The warbler, in particular, nests in heavily overgrown undisturbed juniper, oak and cedar. The explosion in numbers, Carothers said, ought to give the region more latitude to use controlled burns to control brush, known as “fire control” or “fire management.” Such work requires federal permits, he said. Neither the city nor Travis County has those.
“Climate change is coming. Things are drying out. It’s going to get worse,” Carothers, originally based in Arizona, told the commission. “We’ve got a lot of dead fuel in the ground. I’m coming from a place where I see these dead fuels spreading into horrible fires.”
Fire officials, including Fire Chief Rhoda Mae Kerr, were on hand for the hearing. Levy asked fire officials, especially those putting the area’s strategic wildfire management plan together, to consider burn permits as part of the region’s strategy. Such an effort would be help to minimize fire danger.
Austin’s fire department has been training, off and on, since 2004 to contain a major fire in the western areas of Travis County. That was put to the test with the Oak Hill fire a year ago, which was limited to destroying only 11 homes.
Lt. Randy Denzer, who focuses on wild land training for the Austin Fire Department, called the 100-acre Pinnacle fire the first true test of Austin’s ability to address what he called “an urban interface fire.”

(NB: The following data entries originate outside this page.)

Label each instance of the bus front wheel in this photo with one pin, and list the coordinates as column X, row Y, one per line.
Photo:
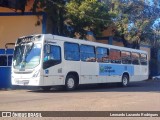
column 70, row 82
column 125, row 80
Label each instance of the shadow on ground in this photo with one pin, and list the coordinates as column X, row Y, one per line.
column 143, row 86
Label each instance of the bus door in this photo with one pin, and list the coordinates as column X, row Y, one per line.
column 89, row 67
column 5, row 68
column 137, row 66
column 52, row 66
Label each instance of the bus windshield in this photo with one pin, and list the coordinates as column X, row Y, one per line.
column 27, row 56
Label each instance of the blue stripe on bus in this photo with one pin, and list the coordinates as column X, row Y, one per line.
column 115, row 69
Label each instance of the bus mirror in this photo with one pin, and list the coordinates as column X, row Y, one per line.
column 48, row 48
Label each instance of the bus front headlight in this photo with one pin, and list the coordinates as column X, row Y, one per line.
column 36, row 74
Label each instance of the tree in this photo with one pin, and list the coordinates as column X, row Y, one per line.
column 88, row 15
column 135, row 17
column 70, row 17
column 55, row 10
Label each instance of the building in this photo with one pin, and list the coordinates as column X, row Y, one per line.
column 14, row 24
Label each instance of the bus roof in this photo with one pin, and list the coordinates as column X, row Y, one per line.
column 80, row 41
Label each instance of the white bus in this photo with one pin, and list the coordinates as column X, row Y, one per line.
column 47, row 60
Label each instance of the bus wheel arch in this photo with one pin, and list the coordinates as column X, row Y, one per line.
column 71, row 81
column 125, row 79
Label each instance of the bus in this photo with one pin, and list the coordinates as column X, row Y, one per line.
column 47, row 60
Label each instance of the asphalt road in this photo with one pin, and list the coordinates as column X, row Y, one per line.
column 138, row 96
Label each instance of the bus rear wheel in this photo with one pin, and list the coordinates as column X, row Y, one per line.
column 125, row 80
column 70, row 82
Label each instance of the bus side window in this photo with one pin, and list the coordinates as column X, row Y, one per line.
column 87, row 53
column 102, row 54
column 71, row 51
column 115, row 56
column 126, row 57
column 52, row 58
column 143, row 59
column 135, row 58
column 10, row 60
column 3, row 60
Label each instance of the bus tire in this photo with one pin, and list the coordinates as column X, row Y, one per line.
column 70, row 82
column 46, row 88
column 125, row 80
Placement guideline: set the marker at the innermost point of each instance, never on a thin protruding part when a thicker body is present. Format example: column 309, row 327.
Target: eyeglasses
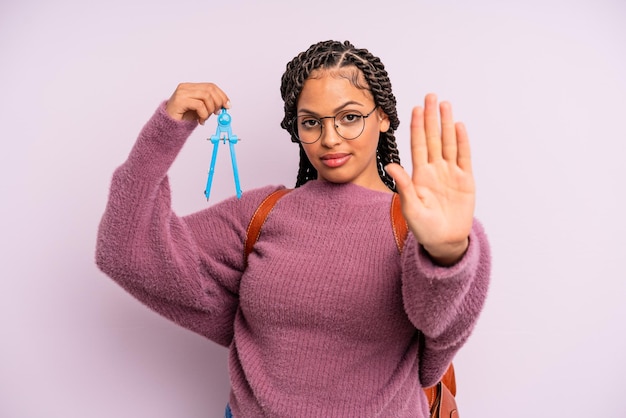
column 349, row 124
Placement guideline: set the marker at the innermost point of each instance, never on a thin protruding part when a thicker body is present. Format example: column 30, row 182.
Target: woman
column 321, row 319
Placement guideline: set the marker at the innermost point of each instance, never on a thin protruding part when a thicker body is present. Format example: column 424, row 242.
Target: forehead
column 327, row 89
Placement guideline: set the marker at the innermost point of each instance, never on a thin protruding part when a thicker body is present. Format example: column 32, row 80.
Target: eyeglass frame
column 294, row 126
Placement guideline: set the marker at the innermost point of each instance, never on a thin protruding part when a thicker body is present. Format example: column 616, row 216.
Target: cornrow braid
column 334, row 54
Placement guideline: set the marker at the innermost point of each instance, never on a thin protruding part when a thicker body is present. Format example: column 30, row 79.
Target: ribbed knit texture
column 323, row 321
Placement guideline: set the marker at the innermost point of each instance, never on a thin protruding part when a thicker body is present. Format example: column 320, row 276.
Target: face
column 336, row 159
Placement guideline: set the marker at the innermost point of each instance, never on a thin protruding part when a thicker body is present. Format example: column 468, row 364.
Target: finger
column 448, row 133
column 405, row 187
column 419, row 150
column 431, row 127
column 464, row 157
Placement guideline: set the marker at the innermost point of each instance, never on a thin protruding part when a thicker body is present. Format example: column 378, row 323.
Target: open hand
column 438, row 197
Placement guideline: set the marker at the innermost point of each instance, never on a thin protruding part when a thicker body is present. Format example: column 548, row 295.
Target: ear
column 383, row 120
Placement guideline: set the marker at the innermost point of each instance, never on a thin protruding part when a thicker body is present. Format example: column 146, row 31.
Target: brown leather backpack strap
column 400, row 227
column 258, row 219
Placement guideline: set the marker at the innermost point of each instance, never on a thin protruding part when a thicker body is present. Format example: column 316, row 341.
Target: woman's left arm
column 446, row 261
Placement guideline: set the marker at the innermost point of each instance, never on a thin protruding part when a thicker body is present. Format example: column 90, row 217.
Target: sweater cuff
column 158, row 144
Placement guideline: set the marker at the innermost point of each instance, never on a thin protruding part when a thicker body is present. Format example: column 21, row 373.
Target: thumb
column 403, row 181
column 405, row 187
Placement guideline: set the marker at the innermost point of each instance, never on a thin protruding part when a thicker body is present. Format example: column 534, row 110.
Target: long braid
column 334, row 54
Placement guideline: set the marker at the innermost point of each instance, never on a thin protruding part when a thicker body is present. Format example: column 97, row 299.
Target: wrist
column 448, row 254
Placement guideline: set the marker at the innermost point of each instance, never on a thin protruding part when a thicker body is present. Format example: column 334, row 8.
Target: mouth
column 335, row 160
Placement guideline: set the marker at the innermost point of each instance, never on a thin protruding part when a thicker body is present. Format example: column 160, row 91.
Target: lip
column 335, row 160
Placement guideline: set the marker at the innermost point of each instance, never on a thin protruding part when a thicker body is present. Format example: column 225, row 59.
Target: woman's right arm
column 154, row 254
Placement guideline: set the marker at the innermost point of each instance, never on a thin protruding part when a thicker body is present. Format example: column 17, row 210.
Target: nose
column 330, row 137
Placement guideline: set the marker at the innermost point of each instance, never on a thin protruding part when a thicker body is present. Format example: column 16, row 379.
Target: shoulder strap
column 258, row 219
column 400, row 227
column 398, row 223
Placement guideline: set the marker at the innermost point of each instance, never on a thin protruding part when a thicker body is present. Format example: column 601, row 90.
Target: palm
column 438, row 197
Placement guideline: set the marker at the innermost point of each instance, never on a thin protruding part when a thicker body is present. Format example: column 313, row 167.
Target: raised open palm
column 438, row 197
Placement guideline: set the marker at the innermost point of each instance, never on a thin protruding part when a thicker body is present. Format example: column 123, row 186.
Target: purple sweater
column 322, row 322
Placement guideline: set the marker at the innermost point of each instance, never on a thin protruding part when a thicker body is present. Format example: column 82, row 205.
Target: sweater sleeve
column 444, row 303
column 185, row 268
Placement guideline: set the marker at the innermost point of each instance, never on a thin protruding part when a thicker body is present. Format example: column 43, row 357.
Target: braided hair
column 330, row 55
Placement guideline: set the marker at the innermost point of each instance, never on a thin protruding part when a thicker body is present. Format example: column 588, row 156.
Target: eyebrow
column 337, row 109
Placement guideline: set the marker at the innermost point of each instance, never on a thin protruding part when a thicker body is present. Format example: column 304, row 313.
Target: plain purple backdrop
column 541, row 86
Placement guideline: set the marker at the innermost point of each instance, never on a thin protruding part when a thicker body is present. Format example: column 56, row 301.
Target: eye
column 349, row 118
column 308, row 123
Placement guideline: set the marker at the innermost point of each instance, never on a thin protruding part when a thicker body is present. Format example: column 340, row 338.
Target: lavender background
column 541, row 86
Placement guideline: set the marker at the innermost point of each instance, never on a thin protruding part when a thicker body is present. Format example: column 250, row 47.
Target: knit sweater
column 322, row 320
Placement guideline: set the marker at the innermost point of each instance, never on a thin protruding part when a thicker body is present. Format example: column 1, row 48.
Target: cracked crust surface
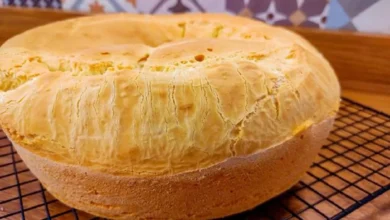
column 148, row 96
column 234, row 185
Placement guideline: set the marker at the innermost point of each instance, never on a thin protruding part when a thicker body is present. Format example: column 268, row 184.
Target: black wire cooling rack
column 351, row 170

“It was a turning point in our training for wild fires,” Denzer said. “We had a lot of theories and practices, but we didn’t have a fire to put them to use.”
Procedures and policies were overhauled to meet wildfire demands. Command-level staff was trained to handle urban wild fire situations. A partnership was fostered with the water utility to handle prescribed burns. All of it was a huge change for the fire department, Denzer said.
“The training and those policies were shown in the success of the Pinnacle fire,” Denzer said. “Everything put into the effort, time and energy actually paid off. It’s never great when you lose houses, but we were getting calls from all over the country after that fire, asking for our wild land urban interface policies.”
Fire department officials appeared to take extensive notes during the meeting. In closing remarks, AFD Chief of Staff Harry Evans outlined a lengthy list of training, equipment and efforts intended to keep the region safe during wildfire season.